Added value of this study
Our study shows the feasibility, safety, and preliminary evidence of clinical efficacy of engineered nasal cartilage grafts for post-traumatic articular cartilage injuries. Compared with conventional autologous articular chondrocyte implantation, the novelty of the described approach is related to use of cells derived from the nasal septum, which display superior and less donor-dependent chondrogenic capacity, and implantation of a developed cartilage tissue versus undifferentiated cells delivered as a suspension or through a scaffold (effectively, we tested a tissue therapy instead of a cellular therapy). The possibility to obtain a nasal cartilage biopsy specimen under minimally invasive conditions, by contrast with the need for arthroscopy for articular chondrocytes isolation, is an added benefit for the proposed treatment.
Implications of all the available evidence
Beyond self-assessed patients' satisfaction, we established temporal maturation of repair tissue, approaching the composition of native hyaline cartilage. This achievement could be related to the chondrogenic capacity of the delivered nasal chondrocytes or the presence of mature cartilaginous extracellular matrix around them, or both. Further randomised trials comparing our approach with conventional treatments are needed to provide definitive data for the efficacy of the grafts. Demonstration of a positive effect of this procedure on the reproducibility and durability of repair might produce a major shift in the treatment of challenging cartilage lesions, for which no current treatment is yet satisfactory.

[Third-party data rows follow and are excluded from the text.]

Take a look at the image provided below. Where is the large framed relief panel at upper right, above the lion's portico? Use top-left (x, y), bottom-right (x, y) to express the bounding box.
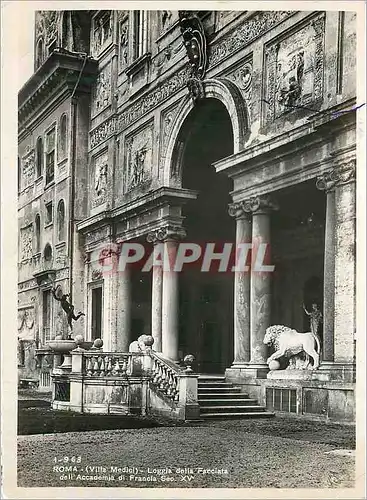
top-left (264, 14), bottom-right (325, 121)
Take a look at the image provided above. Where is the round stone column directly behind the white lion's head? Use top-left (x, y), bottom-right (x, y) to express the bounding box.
top-left (246, 196), bottom-right (276, 368)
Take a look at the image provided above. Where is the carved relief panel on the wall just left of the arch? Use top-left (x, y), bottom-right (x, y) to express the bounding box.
top-left (124, 123), bottom-right (153, 192)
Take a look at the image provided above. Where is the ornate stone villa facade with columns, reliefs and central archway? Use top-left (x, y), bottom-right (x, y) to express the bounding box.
top-left (18, 11), bottom-right (356, 420)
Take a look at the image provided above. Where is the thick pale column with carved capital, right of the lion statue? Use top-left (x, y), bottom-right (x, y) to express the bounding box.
top-left (316, 159), bottom-right (356, 368)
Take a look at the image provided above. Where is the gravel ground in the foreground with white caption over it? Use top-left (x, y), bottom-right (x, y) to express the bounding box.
top-left (18, 419), bottom-right (354, 488)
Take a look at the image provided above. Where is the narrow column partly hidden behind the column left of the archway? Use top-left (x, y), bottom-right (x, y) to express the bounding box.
top-left (147, 232), bottom-right (163, 352)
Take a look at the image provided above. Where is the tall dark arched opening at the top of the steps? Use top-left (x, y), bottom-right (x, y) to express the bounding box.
top-left (177, 98), bottom-right (235, 373)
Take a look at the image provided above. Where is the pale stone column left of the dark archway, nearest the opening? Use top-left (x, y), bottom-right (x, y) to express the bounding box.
top-left (159, 226), bottom-right (185, 361)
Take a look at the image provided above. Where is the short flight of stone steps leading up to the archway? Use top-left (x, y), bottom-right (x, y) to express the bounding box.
top-left (198, 375), bottom-right (274, 419)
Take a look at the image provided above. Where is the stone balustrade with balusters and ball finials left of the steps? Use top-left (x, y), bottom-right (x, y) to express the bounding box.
top-left (52, 339), bottom-right (200, 420)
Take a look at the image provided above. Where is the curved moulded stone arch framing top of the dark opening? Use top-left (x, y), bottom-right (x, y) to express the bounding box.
top-left (164, 78), bottom-right (249, 185)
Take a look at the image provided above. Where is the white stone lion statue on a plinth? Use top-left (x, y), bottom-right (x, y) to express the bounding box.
top-left (263, 325), bottom-right (320, 370)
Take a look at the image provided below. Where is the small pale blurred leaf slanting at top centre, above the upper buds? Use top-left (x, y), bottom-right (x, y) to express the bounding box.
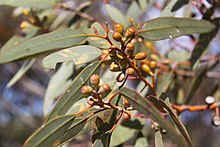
top-left (105, 4), bottom-right (129, 27)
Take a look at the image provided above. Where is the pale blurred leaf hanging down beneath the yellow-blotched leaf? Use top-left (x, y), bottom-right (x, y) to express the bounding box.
top-left (43, 62), bottom-right (74, 116)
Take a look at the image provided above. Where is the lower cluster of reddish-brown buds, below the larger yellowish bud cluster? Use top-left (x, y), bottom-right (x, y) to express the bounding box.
top-left (81, 74), bottom-right (111, 106)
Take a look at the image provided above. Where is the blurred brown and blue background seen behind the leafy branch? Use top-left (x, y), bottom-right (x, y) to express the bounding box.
top-left (0, 0), bottom-right (220, 147)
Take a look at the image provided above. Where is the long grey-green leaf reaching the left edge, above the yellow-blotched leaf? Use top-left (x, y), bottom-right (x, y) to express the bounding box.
top-left (0, 29), bottom-right (86, 63)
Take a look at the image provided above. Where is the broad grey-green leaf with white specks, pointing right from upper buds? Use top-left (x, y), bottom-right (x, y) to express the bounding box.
top-left (138, 17), bottom-right (214, 41)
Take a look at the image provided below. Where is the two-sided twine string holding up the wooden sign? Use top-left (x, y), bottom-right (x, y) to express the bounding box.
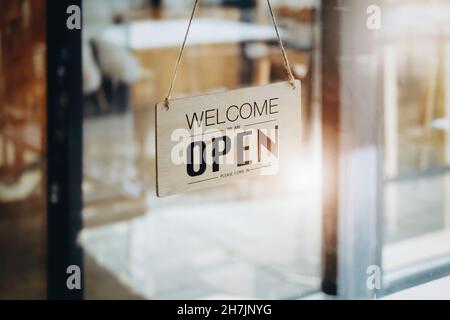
top-left (164, 0), bottom-right (295, 110)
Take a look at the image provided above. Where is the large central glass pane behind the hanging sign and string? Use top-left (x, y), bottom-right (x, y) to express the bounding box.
top-left (81, 0), bottom-right (321, 299)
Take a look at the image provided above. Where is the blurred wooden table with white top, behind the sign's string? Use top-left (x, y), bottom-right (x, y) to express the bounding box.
top-left (94, 18), bottom-right (282, 106)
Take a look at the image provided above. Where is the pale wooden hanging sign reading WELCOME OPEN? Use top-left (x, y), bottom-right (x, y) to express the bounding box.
top-left (156, 80), bottom-right (301, 197)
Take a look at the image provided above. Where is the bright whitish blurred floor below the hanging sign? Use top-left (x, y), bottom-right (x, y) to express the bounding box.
top-left (82, 192), bottom-right (320, 299)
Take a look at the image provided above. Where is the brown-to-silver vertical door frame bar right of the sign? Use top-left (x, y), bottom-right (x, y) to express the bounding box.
top-left (322, 0), bottom-right (383, 299)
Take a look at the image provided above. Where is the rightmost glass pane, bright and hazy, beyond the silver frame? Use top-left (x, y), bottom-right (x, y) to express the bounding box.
top-left (383, 1), bottom-right (450, 286)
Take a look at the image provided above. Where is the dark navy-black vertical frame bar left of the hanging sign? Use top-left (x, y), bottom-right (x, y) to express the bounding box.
top-left (46, 0), bottom-right (83, 299)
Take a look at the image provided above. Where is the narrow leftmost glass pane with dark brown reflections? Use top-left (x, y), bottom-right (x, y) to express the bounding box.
top-left (0, 0), bottom-right (47, 299)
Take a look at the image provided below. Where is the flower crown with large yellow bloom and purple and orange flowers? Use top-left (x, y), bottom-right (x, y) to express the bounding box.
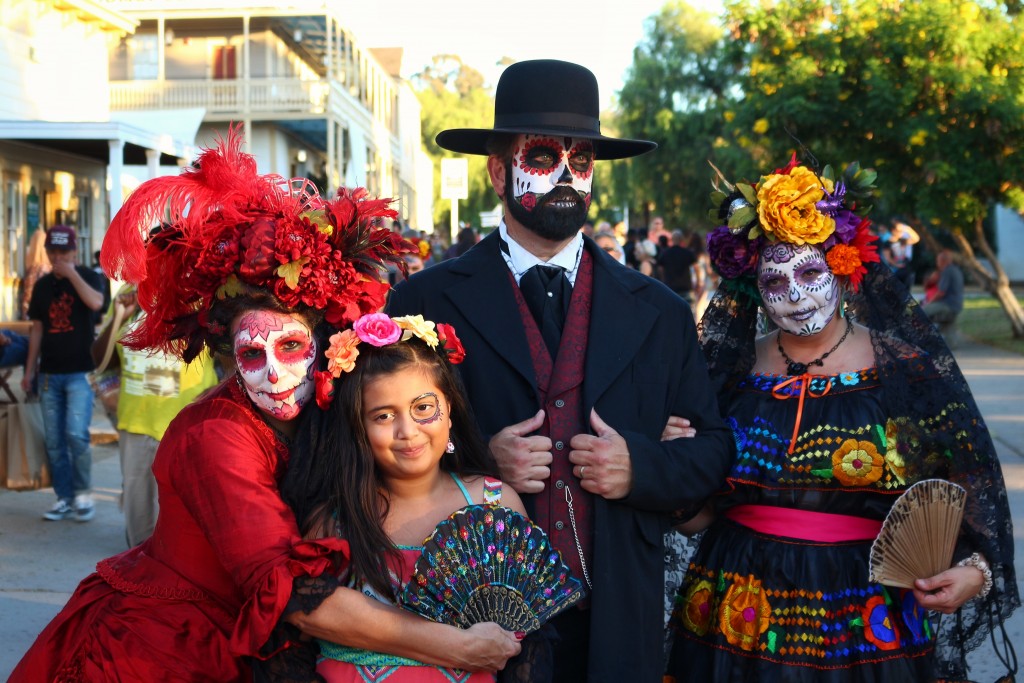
top-left (708, 154), bottom-right (879, 292)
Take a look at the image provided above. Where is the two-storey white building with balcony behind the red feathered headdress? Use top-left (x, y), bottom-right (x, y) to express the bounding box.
top-left (105, 0), bottom-right (433, 229)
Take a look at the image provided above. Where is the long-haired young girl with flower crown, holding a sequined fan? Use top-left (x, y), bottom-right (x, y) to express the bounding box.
top-left (286, 313), bottom-right (525, 682)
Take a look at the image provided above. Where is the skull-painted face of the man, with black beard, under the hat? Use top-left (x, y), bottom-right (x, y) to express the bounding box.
top-left (505, 133), bottom-right (594, 240)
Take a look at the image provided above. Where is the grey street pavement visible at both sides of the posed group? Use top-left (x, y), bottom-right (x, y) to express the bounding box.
top-left (0, 340), bottom-right (1024, 682)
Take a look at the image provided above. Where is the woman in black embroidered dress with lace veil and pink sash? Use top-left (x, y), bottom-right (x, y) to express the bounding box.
top-left (669, 156), bottom-right (1020, 682)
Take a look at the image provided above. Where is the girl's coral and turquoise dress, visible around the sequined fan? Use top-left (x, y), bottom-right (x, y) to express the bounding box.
top-left (316, 474), bottom-right (502, 683)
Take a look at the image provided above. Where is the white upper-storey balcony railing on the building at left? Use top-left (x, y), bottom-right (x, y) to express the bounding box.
top-left (111, 79), bottom-right (330, 116)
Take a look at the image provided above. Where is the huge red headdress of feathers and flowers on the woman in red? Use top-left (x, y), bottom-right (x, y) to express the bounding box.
top-left (100, 128), bottom-right (414, 360)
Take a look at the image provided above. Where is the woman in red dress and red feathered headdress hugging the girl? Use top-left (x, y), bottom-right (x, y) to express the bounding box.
top-left (10, 130), bottom-right (519, 683)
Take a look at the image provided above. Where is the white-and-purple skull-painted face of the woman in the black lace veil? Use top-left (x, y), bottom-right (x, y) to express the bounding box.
top-left (758, 244), bottom-right (839, 336)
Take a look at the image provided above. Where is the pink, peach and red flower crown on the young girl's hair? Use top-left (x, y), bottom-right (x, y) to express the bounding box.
top-left (314, 313), bottom-right (466, 410)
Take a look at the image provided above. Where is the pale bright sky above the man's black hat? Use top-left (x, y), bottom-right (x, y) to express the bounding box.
top-left (338, 0), bottom-right (720, 108)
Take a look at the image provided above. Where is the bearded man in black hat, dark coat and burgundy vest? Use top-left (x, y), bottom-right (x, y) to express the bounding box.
top-left (389, 60), bottom-right (732, 683)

The compatibility of grafts derived from nasal chondrocytes with implantation at an articular cartilage injury site is supported by findings of previous studies. For example, in one study, nasal chondrocytes responded to physical forces resembling joint loading in a similar manner to articular chondrocytes and upregulated molecules typically involved in joint lubrication.10 Moreover, nasal chondrocytes recovered after exposure to inflammatory factors typical of joint injuries11 and led to formation of hyaline tissue in rabbit articular cartilage defects.12 Furthermore, nasal chondrocytes could adopt the molecular identity of articular chondrocytes once implanted in a joint and contributed actively to repair of experimental goat cartilage defects.13
Our study aimed to assess the safety, feasibility, and potential efficacy of cartilage grafts engineered from autologous nasal chondrocytes for the treatment of post-traumatic cartilage injuries in the knee. The distinct innovation and potential advantage of our study relates not only to use of cells of superior and more reproducible chondrogenic capacity (nasal vs articular chondrocytes) but also—as a direct result of cellular quality—to implantation of tissues rich in hyaline-like extracellular matrix. This idea contrasts with typical use of suspensions of undifferentiated cells or of cell-seeded scaffolds not yet developed as mature cartilage tissues.